Theses Doctoral

Optimizing Memory and Storage Performance in Cloud Datacenters

Zarkadas, Ioannis

Data-intensive applications increasingly dominate modern datacenters. This surge is propelled by a number of applications including AI/ML training and inference, HPC, data lakes, and large-scale cloud storage systems. However, software overhead remains a persistent challenge, with studies showing nearly half of cloud computing cycles wasted. As storage speeds outpace traditional system architectures, operating system overhead has emerged as a dominant bottleneck constraining overall system performance.

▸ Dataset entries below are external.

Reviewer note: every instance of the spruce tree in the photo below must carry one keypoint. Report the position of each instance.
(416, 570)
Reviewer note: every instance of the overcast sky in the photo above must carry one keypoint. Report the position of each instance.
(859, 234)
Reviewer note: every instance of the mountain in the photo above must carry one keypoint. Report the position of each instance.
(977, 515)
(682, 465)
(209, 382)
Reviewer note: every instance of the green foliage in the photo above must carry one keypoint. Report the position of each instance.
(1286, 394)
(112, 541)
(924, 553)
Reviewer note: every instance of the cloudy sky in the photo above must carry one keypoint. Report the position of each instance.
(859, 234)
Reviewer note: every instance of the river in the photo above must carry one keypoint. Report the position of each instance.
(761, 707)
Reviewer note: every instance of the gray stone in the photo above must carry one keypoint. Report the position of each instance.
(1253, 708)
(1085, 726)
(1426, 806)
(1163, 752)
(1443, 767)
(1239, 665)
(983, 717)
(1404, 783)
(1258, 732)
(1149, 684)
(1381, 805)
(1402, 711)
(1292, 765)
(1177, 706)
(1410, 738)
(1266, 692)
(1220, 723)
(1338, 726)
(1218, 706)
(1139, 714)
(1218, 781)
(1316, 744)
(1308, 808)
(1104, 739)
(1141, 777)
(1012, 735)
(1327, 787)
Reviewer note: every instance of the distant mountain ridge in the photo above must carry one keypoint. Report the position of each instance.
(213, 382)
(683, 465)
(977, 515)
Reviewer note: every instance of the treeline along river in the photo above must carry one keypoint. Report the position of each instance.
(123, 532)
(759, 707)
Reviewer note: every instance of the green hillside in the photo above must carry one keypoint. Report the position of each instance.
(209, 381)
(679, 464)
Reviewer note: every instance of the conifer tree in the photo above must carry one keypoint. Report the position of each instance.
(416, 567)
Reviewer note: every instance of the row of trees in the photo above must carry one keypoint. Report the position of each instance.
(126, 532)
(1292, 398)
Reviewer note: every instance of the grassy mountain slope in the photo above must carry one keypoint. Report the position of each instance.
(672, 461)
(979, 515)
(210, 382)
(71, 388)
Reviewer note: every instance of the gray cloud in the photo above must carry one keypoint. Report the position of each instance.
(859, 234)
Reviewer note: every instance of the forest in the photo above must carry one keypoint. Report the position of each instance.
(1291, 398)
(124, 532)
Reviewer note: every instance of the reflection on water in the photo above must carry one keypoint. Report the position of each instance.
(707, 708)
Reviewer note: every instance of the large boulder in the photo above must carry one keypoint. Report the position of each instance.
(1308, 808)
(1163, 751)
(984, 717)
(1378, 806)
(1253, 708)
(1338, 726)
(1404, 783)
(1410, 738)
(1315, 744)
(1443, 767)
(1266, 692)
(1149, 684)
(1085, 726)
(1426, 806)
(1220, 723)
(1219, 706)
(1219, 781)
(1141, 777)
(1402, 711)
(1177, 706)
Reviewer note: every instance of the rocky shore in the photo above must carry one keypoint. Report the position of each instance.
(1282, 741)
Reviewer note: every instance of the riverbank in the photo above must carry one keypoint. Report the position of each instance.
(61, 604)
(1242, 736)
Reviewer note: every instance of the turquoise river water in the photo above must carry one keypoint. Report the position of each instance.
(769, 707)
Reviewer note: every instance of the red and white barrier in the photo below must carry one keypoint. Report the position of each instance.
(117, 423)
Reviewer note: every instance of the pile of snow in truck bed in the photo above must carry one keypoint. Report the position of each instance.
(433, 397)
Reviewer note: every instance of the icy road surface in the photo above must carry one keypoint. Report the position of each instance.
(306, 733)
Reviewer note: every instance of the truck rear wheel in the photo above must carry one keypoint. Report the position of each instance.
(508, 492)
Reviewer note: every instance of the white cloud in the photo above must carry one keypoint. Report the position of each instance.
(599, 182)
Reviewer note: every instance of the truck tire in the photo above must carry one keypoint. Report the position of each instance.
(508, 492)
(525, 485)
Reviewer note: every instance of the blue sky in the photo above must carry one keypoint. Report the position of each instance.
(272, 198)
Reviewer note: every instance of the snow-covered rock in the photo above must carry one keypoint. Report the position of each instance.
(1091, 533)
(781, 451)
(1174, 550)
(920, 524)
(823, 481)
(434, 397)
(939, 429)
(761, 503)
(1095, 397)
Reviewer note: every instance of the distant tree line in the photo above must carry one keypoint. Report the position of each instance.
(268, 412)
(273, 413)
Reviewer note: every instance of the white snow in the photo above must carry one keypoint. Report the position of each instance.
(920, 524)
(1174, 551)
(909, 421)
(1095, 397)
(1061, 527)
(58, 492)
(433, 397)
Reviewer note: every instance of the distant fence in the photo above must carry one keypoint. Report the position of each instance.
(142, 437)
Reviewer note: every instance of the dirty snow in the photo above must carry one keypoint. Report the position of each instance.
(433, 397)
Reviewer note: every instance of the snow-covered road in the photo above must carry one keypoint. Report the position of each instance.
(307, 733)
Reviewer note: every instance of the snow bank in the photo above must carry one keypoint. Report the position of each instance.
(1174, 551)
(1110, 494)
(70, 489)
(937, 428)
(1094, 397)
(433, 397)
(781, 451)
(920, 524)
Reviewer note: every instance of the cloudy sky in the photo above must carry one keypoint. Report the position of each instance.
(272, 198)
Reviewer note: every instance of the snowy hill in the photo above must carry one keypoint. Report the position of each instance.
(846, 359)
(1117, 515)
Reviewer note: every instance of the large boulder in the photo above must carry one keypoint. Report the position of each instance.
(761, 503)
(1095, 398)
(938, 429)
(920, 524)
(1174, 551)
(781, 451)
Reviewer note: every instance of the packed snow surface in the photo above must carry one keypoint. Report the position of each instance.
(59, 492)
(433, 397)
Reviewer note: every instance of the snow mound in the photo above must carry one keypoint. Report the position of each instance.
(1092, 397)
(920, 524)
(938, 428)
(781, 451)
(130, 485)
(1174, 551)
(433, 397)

This thesis addresses these critical inefficiencies through a three-pronged approach. First, we revisit extensible operating systems as an effective way to optimize the storage and memory stack in cloud datacenters. Second, we uncover new sources of memory usage inefficiencies in ML accelerators, by constructing novel performance profiling tools. Third, we revisit and optimize traditional distributed protocols.

This thesis addresses these critical inefficiencies through a three-pronged approach that targets key sources of storage and memory overhead. First, I focus on developing efficient storage and memory stacks through OS extensions, enhancing system efficiency through bypassing OS layers and by enabling flexible policies for key OS components.

Second, I target suboptimal memory utilization in ML accelerators by developing novel performance debugging tools to analyze the low-level interaction of model code with the micro-architecture. This unlocks new insights into model inefficiencies and how to address them.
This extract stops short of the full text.